Studio album by Miho Nakayama
- Released: June 10, 1992
- Recorded: 1992
- Genre: J-pop; pop rock; R&B; dance-pop;
- Length: 56:57
- Language: Japanese
- Label: King Records
- Producer: Miho Nakayama; Masato Osumi;

Miho Nakayama chronology
| Miho's Select (1991) | Mellow (1992) | Dramatic Songs (1993) |

Singles from Mellow
- "Mellow" Released: April 1, 1992;

= Mellow (Miho Nakayama album) =

Mellow (メロウ, Merou) is the 14th studio album by Japanese entertainer Miho Nakayama. Released through King Records on June 10, 1992, it features the single "Mellow". The album was co-produced by Nakayama and recorded in Los Angeles. She wrote majority of the album's songs; both under her real name and her pseudonym "Issaque" (一咲, Issaku). A limited edition release included a mini photo book featuring pictures taken during the Los Angeles recording sessions.

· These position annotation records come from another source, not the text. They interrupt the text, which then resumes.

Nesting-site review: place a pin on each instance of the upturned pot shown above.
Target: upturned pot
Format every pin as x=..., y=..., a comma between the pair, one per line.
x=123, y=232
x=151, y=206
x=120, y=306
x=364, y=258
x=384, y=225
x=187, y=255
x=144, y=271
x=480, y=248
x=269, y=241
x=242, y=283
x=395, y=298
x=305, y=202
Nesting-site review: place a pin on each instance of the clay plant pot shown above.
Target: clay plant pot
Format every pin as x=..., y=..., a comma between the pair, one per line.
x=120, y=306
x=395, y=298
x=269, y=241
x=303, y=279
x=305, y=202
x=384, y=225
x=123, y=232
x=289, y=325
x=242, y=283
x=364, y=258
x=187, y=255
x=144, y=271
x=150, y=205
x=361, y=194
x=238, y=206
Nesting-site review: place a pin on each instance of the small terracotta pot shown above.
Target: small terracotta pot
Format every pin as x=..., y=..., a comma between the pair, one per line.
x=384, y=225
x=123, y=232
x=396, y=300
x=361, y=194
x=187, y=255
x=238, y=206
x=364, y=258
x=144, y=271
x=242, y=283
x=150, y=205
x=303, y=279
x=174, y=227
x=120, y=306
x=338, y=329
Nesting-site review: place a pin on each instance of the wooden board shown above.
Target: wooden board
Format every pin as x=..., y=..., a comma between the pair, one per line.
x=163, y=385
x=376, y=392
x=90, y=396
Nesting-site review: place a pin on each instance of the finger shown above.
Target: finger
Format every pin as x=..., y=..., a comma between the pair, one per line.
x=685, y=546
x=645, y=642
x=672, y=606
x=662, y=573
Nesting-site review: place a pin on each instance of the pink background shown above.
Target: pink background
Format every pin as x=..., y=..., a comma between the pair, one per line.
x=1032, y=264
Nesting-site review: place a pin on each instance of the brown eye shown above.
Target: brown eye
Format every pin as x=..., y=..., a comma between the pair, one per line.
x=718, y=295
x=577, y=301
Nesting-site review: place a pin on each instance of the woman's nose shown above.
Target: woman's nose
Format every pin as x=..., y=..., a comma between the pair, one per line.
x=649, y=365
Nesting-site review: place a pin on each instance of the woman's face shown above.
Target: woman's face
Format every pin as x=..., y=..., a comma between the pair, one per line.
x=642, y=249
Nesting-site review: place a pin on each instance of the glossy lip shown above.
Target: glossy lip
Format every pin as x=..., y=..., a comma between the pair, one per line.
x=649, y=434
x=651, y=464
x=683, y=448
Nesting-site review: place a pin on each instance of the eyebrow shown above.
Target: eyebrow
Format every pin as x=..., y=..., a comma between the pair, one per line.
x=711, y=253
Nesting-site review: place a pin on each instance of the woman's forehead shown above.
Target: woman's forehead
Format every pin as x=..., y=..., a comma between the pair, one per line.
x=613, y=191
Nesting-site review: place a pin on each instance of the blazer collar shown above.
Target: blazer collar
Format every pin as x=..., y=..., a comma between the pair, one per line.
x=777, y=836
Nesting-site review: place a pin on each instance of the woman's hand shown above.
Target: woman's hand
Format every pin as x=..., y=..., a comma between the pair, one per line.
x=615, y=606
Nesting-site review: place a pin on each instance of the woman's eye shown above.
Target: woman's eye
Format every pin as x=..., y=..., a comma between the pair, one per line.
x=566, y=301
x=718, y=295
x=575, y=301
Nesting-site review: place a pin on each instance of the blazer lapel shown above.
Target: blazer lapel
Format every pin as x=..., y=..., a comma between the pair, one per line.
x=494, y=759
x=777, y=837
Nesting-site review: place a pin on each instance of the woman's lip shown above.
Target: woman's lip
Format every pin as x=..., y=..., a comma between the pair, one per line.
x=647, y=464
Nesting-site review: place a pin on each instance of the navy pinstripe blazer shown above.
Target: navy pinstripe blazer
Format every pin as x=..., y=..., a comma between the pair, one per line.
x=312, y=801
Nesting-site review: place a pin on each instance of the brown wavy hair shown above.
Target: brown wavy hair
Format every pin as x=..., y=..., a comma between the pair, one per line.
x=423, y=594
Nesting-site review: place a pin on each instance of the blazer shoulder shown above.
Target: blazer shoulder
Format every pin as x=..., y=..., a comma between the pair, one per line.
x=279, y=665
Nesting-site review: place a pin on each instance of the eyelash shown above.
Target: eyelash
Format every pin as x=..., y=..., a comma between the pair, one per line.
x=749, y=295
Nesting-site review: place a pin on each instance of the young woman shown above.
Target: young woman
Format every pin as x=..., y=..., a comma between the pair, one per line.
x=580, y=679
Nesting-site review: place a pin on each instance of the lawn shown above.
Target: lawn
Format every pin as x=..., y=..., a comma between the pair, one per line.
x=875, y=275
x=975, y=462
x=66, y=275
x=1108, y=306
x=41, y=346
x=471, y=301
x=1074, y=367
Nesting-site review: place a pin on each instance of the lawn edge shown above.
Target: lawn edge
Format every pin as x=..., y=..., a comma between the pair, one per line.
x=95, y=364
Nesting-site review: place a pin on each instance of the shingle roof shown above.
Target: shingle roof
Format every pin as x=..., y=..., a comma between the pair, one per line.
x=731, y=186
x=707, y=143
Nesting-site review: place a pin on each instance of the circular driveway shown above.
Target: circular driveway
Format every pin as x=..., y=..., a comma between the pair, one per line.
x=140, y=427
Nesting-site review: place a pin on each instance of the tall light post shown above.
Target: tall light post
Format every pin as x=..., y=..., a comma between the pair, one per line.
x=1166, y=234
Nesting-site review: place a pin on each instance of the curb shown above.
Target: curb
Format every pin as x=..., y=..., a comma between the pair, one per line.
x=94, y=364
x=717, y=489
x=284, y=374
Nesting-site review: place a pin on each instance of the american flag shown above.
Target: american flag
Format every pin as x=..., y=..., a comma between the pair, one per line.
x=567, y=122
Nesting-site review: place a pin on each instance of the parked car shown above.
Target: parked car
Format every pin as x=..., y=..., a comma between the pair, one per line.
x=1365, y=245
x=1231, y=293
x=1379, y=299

The album peaked at No. 3 on Oricon's albums chart. It also sold over 140,000 copies and was certified Gold by the RIAJ.

== Track listing ==

| No. | Title | Lyrics | Music | Arrangement | Length |
|---|---|---|---|---|---|
| 1. | "Mellow" | Issaque | Yoshimasa Inoue | Y. Inoue | 5:50 |
| 2. | "Arukinasai." ((あるきなさい。; "Come On.")) | Miho Nakayama | Yūsuke Asada | Asada | 6:03 |
| 3. | "Yukkuri My Love" ((ゆっくりMy Love; "Slowly My Love")) | Nakayama | Masaya Ozeki | Nittoku Inoue | 5:18 |
| 4. | "Platinum Cat" | Issaque | Y. Inoue | Y. Inoue | 5:50 |
| 5. | "Silent" | Nakayama | Chiho Kiyooka | Yoshio Tsuru | 5:02 |
| 6. | "Wasurenakute mo Ii ja Nai" ((忘れなくてもいいじゃない; "You Don't Have to Forget")) | Chiharu Akahoshi; Nakayama; | Ozeki | Hiroshi Shinkawa | 4:44 |
| 7. | "Shakunetsu no Kokoro" ((灼熱の心; "Burning Heart")) | Mika Watanabe; Nakayama; | Watanabe | N. Inoue | 5:43 |
| 8. | "Hanashi wo Kiite" ((はなしをきいて; "Listen to the Story")) | Nakayama | Joey Carbone; Jeff Caruthers; | Hiroshi Narumi; Makio Tada; | 5:54 |
| 9. | "Kiss Kiss Kiss" | Nakayama | Narumi; Tada; | Narumi; Tada; | 4:54 |
| 10. | "Treasure" | Yui Nishiwaki | Nishiwaki; Yōko Orihara; | Nobuo Ariga | 5:51 |
| 11. | "Mellow [CM Version]" | Issaque | Y. Inoue | Y. Inoue | 1:48 |
| Total length: |  |  |  |  | 56:57 |

==Charts==

| Chart (1992) | Peak position |
|---|---|
| Japanese Albums (Oricon) | 3 |

== Certification ==

| Region | Certification | Certified units/sales |
| Japan (RIAJ) | Gold | 200,000^{^} |
^{^} Shipments figures based on certification alone.